The `Aopc` package provides a framework for evaluating model faithfulness using the Area Over the Perturbation Curve (AOPC) metric. It supports Hugging Face models and datasets, specifically tailored for sequence label classification tasks.

## Installation

Install the package via pip:

```bash
pip install aopc
```

## Key Features

- **Support for Hugging Face models and datasets**: Utilize pre-trained models and standard datasets seamlessly.
- **AOPC Evaluation**: Calculate AOPC metrics for attributions.
- **Beam Size Suggestion**: Automatically estimate optimal beam sizes for normalized AOPC using our approximation method.

## Quick Start

### Initialize the `Aopc` Class

Start by configuring `Aopc` with a Hugging Face model, such as `prajjwal1/bert-tiny`:

```python
from aopc import Aopc

aopc = Aopc(model_id="prajjwal1/bert-tiny")
```

### Evaluate Dataset

Load your dataset with Hugging Face's `datasets` library and evaluate it with `Aopc`:
> **Note**: If the dataset has not been tokenized `Aopc` will take care of it.
```python
import datasets

# Load dataset
dset = datasets.load_dataset("stanfordnlp/imdb")

# Evaluate dataset without normalization
new_dset = aopc.evaluate(dset)
```
**Note**: `Aopc.evaluate()` allow either a dictionary, datasets.Dataset or datasets.DatasetDict as input.
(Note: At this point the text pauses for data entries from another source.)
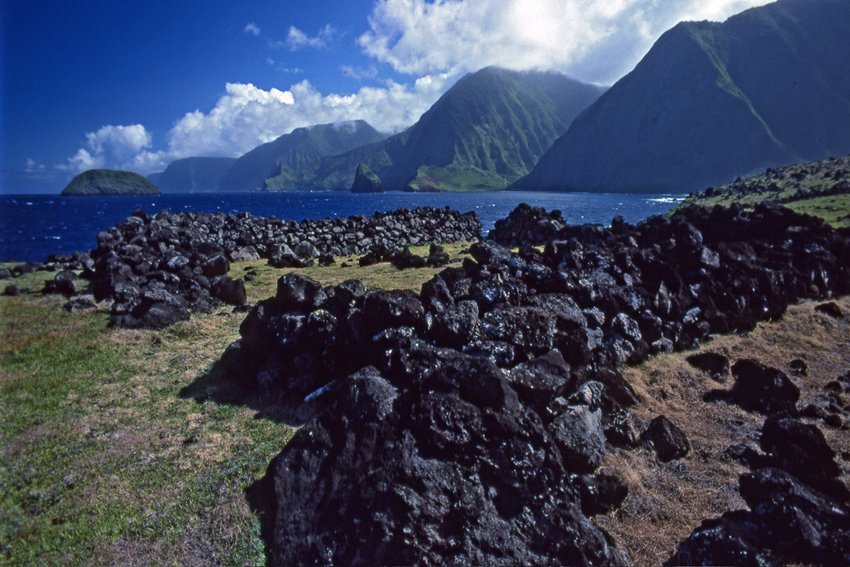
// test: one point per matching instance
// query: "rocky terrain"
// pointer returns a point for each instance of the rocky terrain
(157, 269)
(468, 423)
(820, 188)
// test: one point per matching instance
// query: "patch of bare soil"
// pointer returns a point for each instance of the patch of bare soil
(667, 501)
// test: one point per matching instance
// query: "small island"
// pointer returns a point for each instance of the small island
(110, 182)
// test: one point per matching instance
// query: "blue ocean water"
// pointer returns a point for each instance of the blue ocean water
(33, 226)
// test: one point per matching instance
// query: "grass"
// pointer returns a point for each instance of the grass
(834, 209)
(102, 461)
(668, 500)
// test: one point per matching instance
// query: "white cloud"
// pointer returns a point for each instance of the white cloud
(115, 146)
(246, 115)
(359, 73)
(32, 166)
(297, 39)
(596, 41)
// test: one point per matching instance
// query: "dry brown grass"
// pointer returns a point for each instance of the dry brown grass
(668, 500)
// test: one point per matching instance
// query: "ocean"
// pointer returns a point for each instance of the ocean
(34, 226)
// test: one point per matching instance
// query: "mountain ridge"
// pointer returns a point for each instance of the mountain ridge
(486, 130)
(767, 80)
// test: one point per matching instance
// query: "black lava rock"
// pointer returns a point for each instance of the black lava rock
(716, 364)
(763, 389)
(669, 441)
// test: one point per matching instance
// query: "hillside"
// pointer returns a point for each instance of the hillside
(290, 161)
(194, 174)
(819, 188)
(489, 129)
(109, 182)
(712, 101)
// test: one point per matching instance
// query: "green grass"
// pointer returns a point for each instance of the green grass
(103, 462)
(833, 209)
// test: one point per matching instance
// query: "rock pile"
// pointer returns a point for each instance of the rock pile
(158, 268)
(527, 225)
(466, 423)
(798, 509)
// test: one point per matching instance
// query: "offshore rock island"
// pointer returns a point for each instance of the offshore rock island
(100, 182)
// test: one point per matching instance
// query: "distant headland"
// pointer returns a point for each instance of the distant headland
(110, 182)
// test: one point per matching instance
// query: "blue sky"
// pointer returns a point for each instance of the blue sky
(135, 84)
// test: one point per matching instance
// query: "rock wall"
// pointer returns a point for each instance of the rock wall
(465, 424)
(159, 268)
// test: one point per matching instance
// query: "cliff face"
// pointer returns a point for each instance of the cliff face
(713, 101)
(110, 182)
(486, 131)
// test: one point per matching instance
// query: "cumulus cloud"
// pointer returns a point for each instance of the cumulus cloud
(32, 166)
(116, 146)
(359, 73)
(596, 41)
(246, 115)
(297, 39)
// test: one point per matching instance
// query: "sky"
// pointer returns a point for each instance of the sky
(135, 84)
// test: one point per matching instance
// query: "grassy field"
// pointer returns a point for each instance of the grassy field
(799, 187)
(101, 459)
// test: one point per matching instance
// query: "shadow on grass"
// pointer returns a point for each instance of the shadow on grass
(223, 384)
(263, 503)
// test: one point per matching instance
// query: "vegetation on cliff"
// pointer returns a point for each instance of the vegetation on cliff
(819, 188)
(711, 101)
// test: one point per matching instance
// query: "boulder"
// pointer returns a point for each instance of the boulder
(669, 441)
(762, 388)
(579, 436)
(229, 290)
(800, 449)
(80, 303)
(830, 308)
(795, 521)
(602, 493)
(715, 364)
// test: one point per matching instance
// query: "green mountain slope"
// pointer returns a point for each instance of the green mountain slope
(290, 161)
(712, 101)
(110, 182)
(194, 174)
(489, 129)
(819, 188)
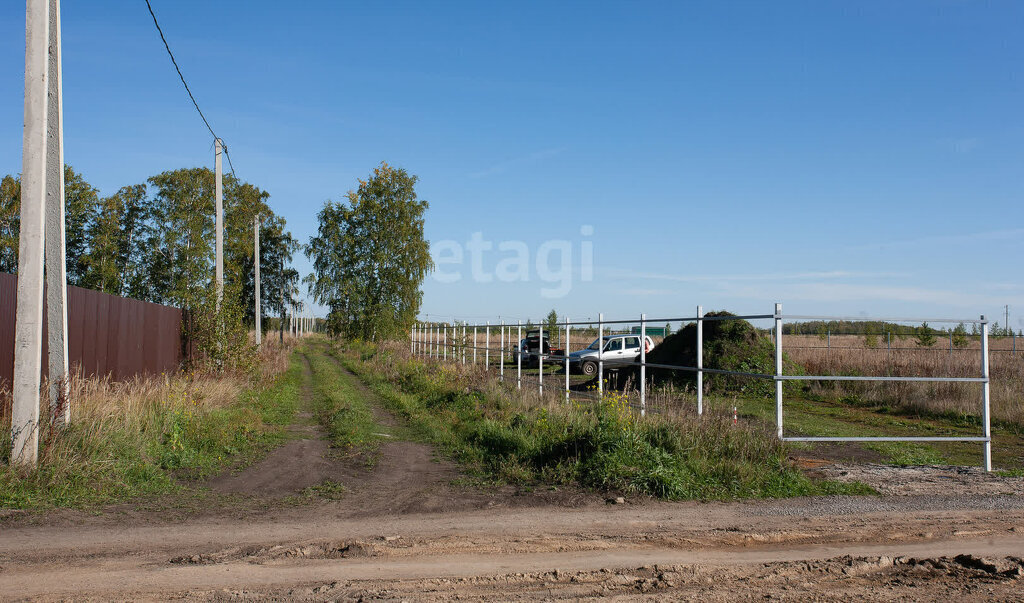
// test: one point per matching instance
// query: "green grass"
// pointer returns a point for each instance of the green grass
(340, 405)
(153, 448)
(601, 445)
(827, 418)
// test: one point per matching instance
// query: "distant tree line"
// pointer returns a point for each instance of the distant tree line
(370, 257)
(155, 241)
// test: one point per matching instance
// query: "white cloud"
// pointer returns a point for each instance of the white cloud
(946, 240)
(843, 292)
(645, 292)
(624, 273)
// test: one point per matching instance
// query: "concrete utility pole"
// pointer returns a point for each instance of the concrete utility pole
(56, 280)
(259, 321)
(219, 196)
(29, 312)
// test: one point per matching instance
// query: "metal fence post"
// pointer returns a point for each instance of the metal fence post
(699, 360)
(566, 353)
(986, 421)
(643, 363)
(518, 355)
(778, 368)
(540, 358)
(600, 354)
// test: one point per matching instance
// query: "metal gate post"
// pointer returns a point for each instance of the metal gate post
(566, 353)
(643, 364)
(986, 420)
(518, 355)
(600, 354)
(699, 360)
(778, 369)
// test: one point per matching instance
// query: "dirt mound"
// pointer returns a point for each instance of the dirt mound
(729, 345)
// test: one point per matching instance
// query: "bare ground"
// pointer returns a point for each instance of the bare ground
(407, 527)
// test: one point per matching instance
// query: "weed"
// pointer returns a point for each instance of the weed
(604, 444)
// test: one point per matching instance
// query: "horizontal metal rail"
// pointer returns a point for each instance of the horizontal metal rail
(436, 344)
(884, 438)
(883, 319)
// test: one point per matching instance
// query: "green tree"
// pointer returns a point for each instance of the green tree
(10, 209)
(181, 241)
(116, 261)
(551, 322)
(370, 256)
(870, 337)
(81, 210)
(925, 336)
(960, 336)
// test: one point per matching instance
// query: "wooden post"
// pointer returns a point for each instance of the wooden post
(29, 312)
(56, 278)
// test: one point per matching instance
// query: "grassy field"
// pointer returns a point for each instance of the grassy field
(522, 437)
(850, 408)
(849, 355)
(147, 435)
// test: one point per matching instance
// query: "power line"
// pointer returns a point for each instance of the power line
(188, 90)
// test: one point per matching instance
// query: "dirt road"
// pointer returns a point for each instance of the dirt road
(404, 529)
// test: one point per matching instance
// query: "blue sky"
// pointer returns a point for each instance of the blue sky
(843, 158)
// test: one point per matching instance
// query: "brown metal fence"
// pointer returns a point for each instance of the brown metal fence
(107, 335)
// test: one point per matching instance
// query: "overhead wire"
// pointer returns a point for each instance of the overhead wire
(188, 90)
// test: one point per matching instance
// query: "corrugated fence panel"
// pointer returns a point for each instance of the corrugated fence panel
(8, 296)
(107, 334)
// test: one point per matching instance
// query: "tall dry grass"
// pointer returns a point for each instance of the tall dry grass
(100, 405)
(849, 355)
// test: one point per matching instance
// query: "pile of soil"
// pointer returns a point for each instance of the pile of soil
(729, 345)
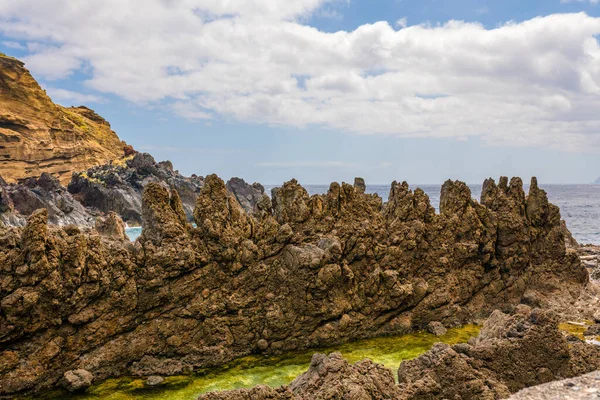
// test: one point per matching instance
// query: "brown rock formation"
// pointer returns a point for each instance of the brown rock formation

### Normalized AOPC with Exact Bounds
Estimate 

```python
new_dset = aopc.evaluate(dset, normalization="exact")
```

### Normalized AOPC with Approximated Bounds
Calculate the suggested beam size for normalized AOPC approximation:

```python
# Estimate Beam Size
beam_size = aopc.get_suggested_beam_size(dset)

# Approximate normalization
new_dset = aopc.evaluate_dset(dset, normalization="approx", beam_size=beam_size)
```

## License

This project is licensed under the MIT License.